The letter I'd typed up the night before shook in my hand. The paper that stated to my employer I was giving my two weeks notice to find a replacement. Ef me.
I'd felt so guilty the days before as I hooked up my laptop to Sonny's printer. I kept thinking about Slim and his friendliness, Blake and his patience, and Blue and her quiet nature.
But I'd be lying if I said the person I thought of the most wasn't Dex.
All I could think of was the version of Dex I'd encountered in the truck on the trip back and forth to Houston. The one who talked to me about installing cameras and putting in extra bills into the cash registers at Mayhem to find their thief. The man who had opened up to me about his own crap-ass dad.
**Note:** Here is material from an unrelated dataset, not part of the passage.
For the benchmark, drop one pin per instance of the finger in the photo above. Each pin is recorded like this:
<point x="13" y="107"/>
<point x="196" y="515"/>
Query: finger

That was the person I'd thought of as I waited for the printer to give me my notice.
And it was that man that had me shaking in my boots at just the idea that I had to tell him I was leaving.
To my surprise, only Blake and Blue were at the shop when I'd driven by on my first attempt to drop off my notice on Monday. When I'd shown up for work on Tuesday, it was Slim who opened with me.
Each moment longer I had to wait, the more nervous and guilty I felt.
So when Dex showed up about halfway through the evening at Pins on Tuesday, I had to double check to make sure my big girl panties were on and finally go break the news.